AJACCIO – France Travel Guide | Around The World

AJACCIO – France Travel Guide  | Around The World

France - Amsterdam Aesthetics originally published at France - Amsterdam Aesthetics


Ajaccio is a French commune, prefecture of the department of Corse-du-Sud, and head office of the Collectivité territoriale de Corse (capital city of Corsica). It is also the largest settlement on the island. Ajaccio is located on the west coast of the island of Corsica, 210 nautical miles (390 km) southeast of Marseille.

The original city went into decline in the Middle Ages, but began to prosper again after the Genoese built a citadel in 1492 to the south of the earlier settlement. After the Corsican Republic was declared in 1755 the Genoese continued to hold several citadels, including Ajaccio, until the French took control of the island.

The inhabitants of the commune are known as Ajacciens or Ajacciennes. The most famous of these is Napoleon Bonaparte who was born in Ajaccio in 1769, and whose ancestral home, the Maison Bonaparte, is now a museum. Other dedications to him in the city include Ajaccio Napoleon Bonaparte Airport.

Ajaccio is located on the west coast of the island of Corsica, 210 nautical miles (390 km) southeast of Marseille. The commune occupies a sheltered position at the foot of wooded hills on the northern shore of the Gulf of Ajaccio between Gravona and the pointe de la Parata and includes the îles Sanguinaires (Bloody Islands). The harbour lies to the east of the original citadel below a hill overlooking a peninsula which protects the harbour in the south where the Quai de la Citadelle and the Jettée de la Citadelle are. The modern city not only encloses the entire harbour but takes up the better part of the Gulf of Ajaccio and in suburban form extends for some miles up the valley of the Gravona River. The flow from that river is nearly entirely consumed as the city’s water supply. Many beaches and coves border its territory and the terrain is particularly rugged in the west where the highest point is 790 m (2,592 ft).

Napoleon Bonaparte (born as Nabulione Buonaparte) was born at Ajaccio in the same year as the Battle of Ponte Novu, 1769. The Bonapartes at the time had a modest four-story home in town (now a museum known as Maison Bonaparte) and a rarely used country home in the hills north of the city (now site of the Arboretum des Milelli).

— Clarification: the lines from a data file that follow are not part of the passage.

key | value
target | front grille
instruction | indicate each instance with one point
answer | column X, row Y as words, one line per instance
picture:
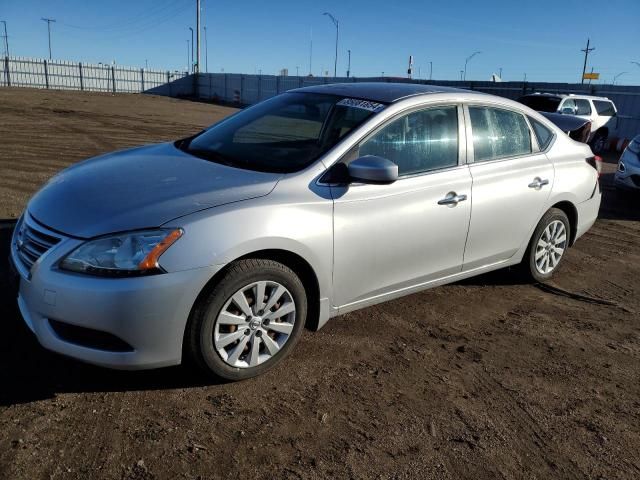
column 32, row 241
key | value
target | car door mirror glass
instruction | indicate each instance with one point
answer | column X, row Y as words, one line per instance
column 373, row 169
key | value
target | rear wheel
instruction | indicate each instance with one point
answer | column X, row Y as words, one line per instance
column 249, row 321
column 548, row 245
column 598, row 142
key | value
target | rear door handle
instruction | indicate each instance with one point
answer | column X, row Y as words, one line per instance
column 538, row 183
column 452, row 199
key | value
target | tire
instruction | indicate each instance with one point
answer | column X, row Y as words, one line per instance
column 598, row 142
column 533, row 264
column 257, row 342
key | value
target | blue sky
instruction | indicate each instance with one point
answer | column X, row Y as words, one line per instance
column 541, row 38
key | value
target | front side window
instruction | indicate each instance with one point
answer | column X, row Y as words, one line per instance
column 543, row 134
column 604, row 108
column 419, row 142
column 584, row 107
column 568, row 106
column 283, row 134
column 498, row 133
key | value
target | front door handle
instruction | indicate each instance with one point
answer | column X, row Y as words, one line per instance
column 452, row 199
column 538, row 183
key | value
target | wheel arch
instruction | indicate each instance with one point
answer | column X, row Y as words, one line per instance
column 571, row 212
column 295, row 262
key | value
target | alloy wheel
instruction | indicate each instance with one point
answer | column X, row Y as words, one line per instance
column 254, row 324
column 551, row 247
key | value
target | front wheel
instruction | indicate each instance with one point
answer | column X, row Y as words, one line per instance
column 249, row 321
column 548, row 245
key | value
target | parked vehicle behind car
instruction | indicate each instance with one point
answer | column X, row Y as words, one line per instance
column 627, row 175
column 221, row 247
column 600, row 111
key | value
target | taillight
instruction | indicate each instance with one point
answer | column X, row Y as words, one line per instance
column 596, row 162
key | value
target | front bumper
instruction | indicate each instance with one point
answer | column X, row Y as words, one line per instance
column 630, row 178
column 148, row 313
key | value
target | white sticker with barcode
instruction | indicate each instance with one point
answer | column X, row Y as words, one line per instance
column 363, row 104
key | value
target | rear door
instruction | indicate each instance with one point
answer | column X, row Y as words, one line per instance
column 512, row 180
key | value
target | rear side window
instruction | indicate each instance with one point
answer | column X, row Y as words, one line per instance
column 584, row 107
column 543, row 134
column 604, row 108
column 419, row 141
column 498, row 133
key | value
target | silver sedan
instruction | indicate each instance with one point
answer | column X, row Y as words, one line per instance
column 221, row 247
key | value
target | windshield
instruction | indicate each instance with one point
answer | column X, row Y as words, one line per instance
column 541, row 103
column 283, row 134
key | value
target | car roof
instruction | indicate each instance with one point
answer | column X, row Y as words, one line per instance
column 377, row 91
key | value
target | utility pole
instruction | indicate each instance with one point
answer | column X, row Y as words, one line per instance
column 467, row 61
column 337, row 24
column 197, row 64
column 49, row 20
column 191, row 68
column 6, row 38
column 586, row 55
column 206, row 51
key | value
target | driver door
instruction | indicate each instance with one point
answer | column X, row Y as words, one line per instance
column 389, row 238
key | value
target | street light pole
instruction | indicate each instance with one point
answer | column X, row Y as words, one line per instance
column 191, row 67
column 616, row 77
column 6, row 38
column 49, row 20
column 206, row 51
column 467, row 61
column 337, row 24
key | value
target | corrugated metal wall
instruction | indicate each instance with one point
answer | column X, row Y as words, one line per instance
column 67, row 75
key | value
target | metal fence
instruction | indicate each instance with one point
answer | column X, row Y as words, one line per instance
column 243, row 90
column 67, row 75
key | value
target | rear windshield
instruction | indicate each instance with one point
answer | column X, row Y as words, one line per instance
column 541, row 103
column 283, row 134
column 604, row 108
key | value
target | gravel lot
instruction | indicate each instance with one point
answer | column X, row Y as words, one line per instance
column 488, row 378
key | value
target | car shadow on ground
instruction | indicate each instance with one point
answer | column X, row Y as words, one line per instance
column 29, row 373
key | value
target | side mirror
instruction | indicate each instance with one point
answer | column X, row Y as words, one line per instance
column 372, row 169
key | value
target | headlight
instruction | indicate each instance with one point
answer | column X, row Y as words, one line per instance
column 127, row 254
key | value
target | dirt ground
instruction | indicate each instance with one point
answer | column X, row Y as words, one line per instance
column 487, row 378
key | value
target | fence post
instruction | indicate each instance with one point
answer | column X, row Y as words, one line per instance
column 81, row 80
column 46, row 74
column 6, row 66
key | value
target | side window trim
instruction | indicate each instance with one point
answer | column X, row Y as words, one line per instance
column 535, row 149
column 462, row 134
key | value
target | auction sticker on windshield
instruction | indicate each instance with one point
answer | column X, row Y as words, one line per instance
column 363, row 104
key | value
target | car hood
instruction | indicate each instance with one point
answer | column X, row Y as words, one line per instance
column 143, row 187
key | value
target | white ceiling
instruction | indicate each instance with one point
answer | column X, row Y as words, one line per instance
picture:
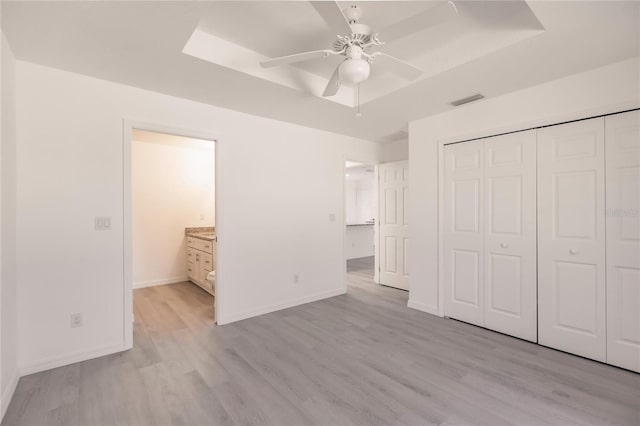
column 491, row 48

The father of the family, attorney Charles-Marie Buonaparte, was secretary to Pasquale Paoli during the Corsican Republic.

The city is, with Bastia, the economic, commercial and administrative centre of Corsica. Its urban area of nearly 90,000 inhabitants is spread over a large part of the Corse-du-Sud, on either side of the Gulf of Ajaccio and up the valley of the Gravona. Its business is primarily oriented towards the services sector.

The services sector is by far the main source of employment in the city. Ajaccio is an administrative centre comprising communal, intercommunal, departmental, regional, and prefectural services.

It is also a shopping centre with the commercial streets of the city centre and the areas of peripheral activities such as that of Mezzavia (hypermarket Géant Casino) and along the ring road (hypermarket Carrefour and E. Leclerc).

Tourism is one of the most vital aspects of the economy, split between the seaside tourism of summer, cultural tourism, and fishing. A number of hotels, varying from one star to five star, are present across the commune.

Ajaccio is the seat of the Chamber of Commerce and Industry of Ajaccio and Corsica South. It manages the ports of Ajaccio, Bonifacio, Porto-Vecchio, Propriano and the Tino Rossi marina. It also manages Ajaccio airport[25] and Figari airport as well as the convention centre and the Centre of Ricanto.

By road, the city is accessible from National Route NR194 from Bastia and NR193 via NR196 from Bonifacio. These two main axes, as well as the roads leading to suburban villages, connect Ajaccio from the north – the site of Ajaccio forming a dead end blocked by the sea to the south. Only the Cours Napoleon and the Boulevard du Roi Jerome cross the city. Along with the high urban density, this explains the major traffic and parking problems especially during peak hours and during the summer tourist season.

The city is served by an Ajaccio Napoleon Bonaparte Airport which is the headquarters of Air Corsica, a Corsican airline. It connects Ajaccio to a number of cities in mainland France (including Paris, Marseille, Nice, and Brive) and to places in Europe to serve the tourist industry. The airline CCM Airlines also has its head office on the grounds of the Airport.

The port of Ajaccio is connected to the French mainland on an almost daily basis (Marseille, Toulon, Nice). There are also occasional links to the Italian mainland (Livorno) and to Sardinia, as well as a seasonal service serving Calvi and Propriano. The two major shipping companies providing these links are CNCM and Corsica Ferries.